Currently I'm following this pdf on C pointers. The code below was meant as a demonstration but confused me beyond belief. Firstly, my understanding of pointers to arrays is that they are initialized in heap memory with the memory address of the first element in the array hence why: ptr = &my_array[0]; /* and */ ptr = my_array; are the same thing. My first issue with this code is that he created a pointer that doesn't point to a memory address. I thought pointer initialization would usually involve the & and the value of pA would be the memory address of the first element of the array, but when he prints the pointer to the screen THE WHOLE STRING PRINTS OUT. Why? On top of that, when I put another * on pA it prints the first character of the array. Why? On top of that, he uses ++ on *pA and *pB which makes no sense to me because the output shows that *pA is the first character in the array not a memory address.
Sorry this concept has been tough for me to wrap my head around. Is the PDF just bad at explaining pointers or am I grossly misunderstanding something?
#include <stdlib.h>
#include <stdio.h>
#include <string.h>
char strA[80] = "A string to be used for demonstration purposes";
char strB[80];
int main(int argc, char *argv[]){
char *pA; /* a pointer to type character */
char *pB; /* another pointer to type character */
puts(strA); /* show string A */
pA = strA; /* point pA at string A */
puts(pA); /* show what pA is pointing to */
pB = strB; /* point pB at string B */
putchar('\n'); /* move down one line on the screen */
printf("\n%c\n", *pA);
while(*pA != '\0') /* line A (see text) */
{
*pB++ = *pA++; /* line B (see text) */
}
*pB = '\0'; /* line C (see text) */
puts(strB); /* show strB on screen */
return 0;
}
Output:
A string to be used for demonstration purposes
A string to be used for demonstration purposes
A
A string to be used for demonstration purposes
EDIT: Thanks for the help everyone :), sorry about the noobie question. I read Programming in C by Stephen G. Kochan and its amazing section on pointers helped a lot.
char strA[80] = "A string to be used for demonstration purposes";
This makes an 80 character long space in the global section of the executable - it isn't dynamically allocated so it doesn't need to be deallocated. If strA is used as a pointer it is equivalent to &strA[0] as you expect.

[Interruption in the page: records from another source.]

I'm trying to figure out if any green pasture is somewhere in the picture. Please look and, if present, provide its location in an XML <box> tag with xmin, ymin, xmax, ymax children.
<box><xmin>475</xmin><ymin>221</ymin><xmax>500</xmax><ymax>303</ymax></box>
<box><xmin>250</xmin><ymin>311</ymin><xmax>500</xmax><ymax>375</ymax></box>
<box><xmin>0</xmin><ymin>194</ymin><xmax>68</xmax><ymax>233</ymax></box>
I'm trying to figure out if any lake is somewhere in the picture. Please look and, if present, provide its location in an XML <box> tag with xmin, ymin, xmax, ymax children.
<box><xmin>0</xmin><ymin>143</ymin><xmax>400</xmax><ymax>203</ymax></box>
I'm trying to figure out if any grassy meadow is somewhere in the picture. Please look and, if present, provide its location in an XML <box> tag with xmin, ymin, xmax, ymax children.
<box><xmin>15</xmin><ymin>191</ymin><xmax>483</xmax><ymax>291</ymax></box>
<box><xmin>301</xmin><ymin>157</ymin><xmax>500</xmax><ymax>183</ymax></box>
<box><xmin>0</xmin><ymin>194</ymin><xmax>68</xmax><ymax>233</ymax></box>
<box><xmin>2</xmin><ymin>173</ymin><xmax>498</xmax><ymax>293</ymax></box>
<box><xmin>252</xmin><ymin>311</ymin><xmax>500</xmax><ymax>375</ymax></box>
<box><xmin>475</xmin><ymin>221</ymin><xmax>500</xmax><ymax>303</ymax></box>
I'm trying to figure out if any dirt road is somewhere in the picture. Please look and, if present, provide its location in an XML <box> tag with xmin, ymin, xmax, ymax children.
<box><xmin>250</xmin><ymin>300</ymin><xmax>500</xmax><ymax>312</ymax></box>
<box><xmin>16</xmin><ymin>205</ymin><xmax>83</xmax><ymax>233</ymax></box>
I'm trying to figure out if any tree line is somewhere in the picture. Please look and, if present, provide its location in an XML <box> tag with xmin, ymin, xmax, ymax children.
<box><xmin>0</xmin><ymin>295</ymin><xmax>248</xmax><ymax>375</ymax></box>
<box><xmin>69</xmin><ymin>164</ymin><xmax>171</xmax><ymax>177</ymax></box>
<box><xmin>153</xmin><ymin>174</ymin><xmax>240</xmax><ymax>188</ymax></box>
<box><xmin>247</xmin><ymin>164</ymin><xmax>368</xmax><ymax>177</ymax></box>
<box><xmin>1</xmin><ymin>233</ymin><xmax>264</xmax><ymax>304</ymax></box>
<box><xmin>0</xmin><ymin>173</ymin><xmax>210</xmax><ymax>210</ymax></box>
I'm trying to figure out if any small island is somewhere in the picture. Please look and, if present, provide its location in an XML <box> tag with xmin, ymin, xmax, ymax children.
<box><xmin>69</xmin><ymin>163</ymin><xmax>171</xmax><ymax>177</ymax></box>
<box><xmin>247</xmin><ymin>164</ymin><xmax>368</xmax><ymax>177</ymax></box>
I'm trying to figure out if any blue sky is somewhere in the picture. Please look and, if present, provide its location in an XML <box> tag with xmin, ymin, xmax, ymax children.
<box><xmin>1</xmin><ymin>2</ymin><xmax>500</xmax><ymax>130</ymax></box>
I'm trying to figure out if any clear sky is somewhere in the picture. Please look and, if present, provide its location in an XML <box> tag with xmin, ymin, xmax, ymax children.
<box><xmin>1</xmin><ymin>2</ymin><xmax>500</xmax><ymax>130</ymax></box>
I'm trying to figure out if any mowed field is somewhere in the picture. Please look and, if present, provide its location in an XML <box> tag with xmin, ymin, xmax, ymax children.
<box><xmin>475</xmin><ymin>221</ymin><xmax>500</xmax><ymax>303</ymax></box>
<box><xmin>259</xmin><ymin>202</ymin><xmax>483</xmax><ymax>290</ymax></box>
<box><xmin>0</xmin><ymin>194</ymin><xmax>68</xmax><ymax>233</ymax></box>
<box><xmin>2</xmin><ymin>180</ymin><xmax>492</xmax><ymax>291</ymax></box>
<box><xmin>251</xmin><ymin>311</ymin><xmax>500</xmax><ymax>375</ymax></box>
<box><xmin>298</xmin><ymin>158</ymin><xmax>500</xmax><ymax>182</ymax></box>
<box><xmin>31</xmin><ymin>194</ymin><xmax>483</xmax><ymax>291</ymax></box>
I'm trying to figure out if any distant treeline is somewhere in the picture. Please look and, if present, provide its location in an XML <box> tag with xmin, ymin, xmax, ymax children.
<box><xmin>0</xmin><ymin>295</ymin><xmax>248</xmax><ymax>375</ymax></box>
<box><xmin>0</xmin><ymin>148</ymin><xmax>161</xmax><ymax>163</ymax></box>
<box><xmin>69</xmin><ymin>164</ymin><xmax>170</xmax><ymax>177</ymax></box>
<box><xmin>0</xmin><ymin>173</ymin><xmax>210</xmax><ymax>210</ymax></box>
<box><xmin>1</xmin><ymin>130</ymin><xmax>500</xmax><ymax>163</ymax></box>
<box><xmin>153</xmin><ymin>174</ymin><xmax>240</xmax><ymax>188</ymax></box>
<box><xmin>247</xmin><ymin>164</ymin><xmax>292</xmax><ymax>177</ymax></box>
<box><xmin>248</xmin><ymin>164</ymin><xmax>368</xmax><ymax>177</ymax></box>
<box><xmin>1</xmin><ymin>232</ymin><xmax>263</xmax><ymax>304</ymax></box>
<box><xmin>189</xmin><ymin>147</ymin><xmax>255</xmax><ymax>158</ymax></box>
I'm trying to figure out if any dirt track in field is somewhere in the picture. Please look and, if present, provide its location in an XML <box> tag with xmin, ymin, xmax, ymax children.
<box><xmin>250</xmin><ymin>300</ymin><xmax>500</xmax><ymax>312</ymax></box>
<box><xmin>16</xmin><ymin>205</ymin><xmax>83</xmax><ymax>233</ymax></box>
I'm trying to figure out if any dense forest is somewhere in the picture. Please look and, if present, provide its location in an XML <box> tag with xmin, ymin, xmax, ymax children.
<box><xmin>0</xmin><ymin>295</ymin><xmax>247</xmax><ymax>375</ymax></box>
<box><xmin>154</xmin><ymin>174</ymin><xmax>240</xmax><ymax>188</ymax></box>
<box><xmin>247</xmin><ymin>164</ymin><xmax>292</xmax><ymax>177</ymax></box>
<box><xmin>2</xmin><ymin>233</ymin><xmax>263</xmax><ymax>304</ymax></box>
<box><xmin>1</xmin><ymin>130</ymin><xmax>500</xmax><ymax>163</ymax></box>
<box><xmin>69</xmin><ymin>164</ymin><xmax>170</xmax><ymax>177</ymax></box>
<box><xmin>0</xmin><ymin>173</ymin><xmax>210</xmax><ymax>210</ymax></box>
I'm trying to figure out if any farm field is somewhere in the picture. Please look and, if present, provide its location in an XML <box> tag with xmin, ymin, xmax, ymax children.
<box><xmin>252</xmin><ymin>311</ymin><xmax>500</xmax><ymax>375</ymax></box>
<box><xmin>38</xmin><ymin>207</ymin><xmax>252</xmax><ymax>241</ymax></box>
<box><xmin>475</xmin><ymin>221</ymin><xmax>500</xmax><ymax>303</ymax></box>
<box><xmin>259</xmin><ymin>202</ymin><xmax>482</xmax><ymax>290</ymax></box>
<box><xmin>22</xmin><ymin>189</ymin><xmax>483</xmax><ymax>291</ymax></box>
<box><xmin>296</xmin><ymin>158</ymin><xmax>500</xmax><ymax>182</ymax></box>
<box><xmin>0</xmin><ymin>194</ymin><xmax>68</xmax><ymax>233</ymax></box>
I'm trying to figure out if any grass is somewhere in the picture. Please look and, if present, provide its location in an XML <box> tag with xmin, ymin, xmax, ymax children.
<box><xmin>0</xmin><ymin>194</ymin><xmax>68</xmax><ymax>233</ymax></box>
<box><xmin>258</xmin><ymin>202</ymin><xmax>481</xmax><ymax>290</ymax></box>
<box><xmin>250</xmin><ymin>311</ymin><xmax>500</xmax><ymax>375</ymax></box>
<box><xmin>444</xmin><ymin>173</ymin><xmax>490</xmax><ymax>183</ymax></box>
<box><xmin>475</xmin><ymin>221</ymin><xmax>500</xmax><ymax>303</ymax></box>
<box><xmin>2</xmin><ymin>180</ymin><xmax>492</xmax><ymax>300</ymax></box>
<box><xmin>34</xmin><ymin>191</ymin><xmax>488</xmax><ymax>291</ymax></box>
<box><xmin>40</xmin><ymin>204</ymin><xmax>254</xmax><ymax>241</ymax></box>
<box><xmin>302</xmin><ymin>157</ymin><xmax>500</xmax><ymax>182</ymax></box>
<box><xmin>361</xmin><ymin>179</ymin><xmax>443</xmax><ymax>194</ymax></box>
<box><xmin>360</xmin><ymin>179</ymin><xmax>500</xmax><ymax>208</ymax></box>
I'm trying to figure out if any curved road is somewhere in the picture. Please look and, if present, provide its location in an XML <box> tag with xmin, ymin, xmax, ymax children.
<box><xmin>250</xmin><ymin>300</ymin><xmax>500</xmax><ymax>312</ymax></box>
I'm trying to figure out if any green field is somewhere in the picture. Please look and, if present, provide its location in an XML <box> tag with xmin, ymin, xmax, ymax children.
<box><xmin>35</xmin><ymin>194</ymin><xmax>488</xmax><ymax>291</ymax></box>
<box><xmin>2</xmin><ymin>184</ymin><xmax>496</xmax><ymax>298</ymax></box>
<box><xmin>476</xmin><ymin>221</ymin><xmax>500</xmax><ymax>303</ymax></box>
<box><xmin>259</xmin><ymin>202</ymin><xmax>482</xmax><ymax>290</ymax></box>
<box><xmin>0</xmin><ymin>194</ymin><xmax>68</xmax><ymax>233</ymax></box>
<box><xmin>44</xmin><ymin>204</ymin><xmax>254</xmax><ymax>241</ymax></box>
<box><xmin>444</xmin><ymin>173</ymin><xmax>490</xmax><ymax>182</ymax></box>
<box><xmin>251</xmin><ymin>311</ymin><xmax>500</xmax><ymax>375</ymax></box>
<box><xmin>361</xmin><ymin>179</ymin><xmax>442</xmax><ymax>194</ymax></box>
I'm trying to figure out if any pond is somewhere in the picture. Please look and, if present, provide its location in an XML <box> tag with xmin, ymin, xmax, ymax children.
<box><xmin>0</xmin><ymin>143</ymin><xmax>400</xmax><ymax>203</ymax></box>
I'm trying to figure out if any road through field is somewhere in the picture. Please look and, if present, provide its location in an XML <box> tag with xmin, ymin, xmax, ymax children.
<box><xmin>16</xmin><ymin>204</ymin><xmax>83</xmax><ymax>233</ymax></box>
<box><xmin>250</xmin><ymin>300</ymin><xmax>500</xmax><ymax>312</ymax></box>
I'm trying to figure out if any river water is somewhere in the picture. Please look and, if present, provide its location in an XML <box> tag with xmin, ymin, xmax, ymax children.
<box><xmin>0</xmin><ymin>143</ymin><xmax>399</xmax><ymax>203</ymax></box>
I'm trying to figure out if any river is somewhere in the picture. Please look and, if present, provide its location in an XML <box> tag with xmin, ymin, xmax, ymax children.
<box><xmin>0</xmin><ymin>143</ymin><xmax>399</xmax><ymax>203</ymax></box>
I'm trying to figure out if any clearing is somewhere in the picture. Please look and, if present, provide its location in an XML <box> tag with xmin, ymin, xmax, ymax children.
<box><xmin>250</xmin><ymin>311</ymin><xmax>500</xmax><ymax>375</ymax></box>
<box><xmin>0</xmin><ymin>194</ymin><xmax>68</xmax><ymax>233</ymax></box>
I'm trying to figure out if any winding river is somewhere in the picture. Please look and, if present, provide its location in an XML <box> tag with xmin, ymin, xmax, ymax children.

Those 80 characters are filled with the string on the right side of the equals - including the terminating character at the end of the string. That terminating character is really important because that's how you find the end of the printable data in the array.
puts(strA); /* show string A */
When you puts(strA), that function prints EVERY character from the address passed in up to that terminating character - there is a loop inside that function.
pA = strA; /* point pA at string A */
puts(pA); /* show what pA is pointing to */
Then pA is filled with the value of &strA[0] and then when puts(pA); is called, the function receives the same address it received the last time so it does the same thing as last time: it prints EVERY character from the address passed in up to that terminating character.
printf("\n%c\n", *pA);
while(*pA != '\0') /* line A (see text) */
The * character gives you the contents at the location of the pointer - so *strA gives the same thing as strA[0] - the first character of the string. And *pA is the same as *strA because they both point to the same address.
*pB++ = *pA++; /* line B (see text) */
The reason *pA++ confuses you is because you don't know whether the * or the ++ is done first. What happens is: pA++ increments the pointer and returns the original value it had. Then the * takes that original value of the pointer and gives its content - the character where pA originally pointed.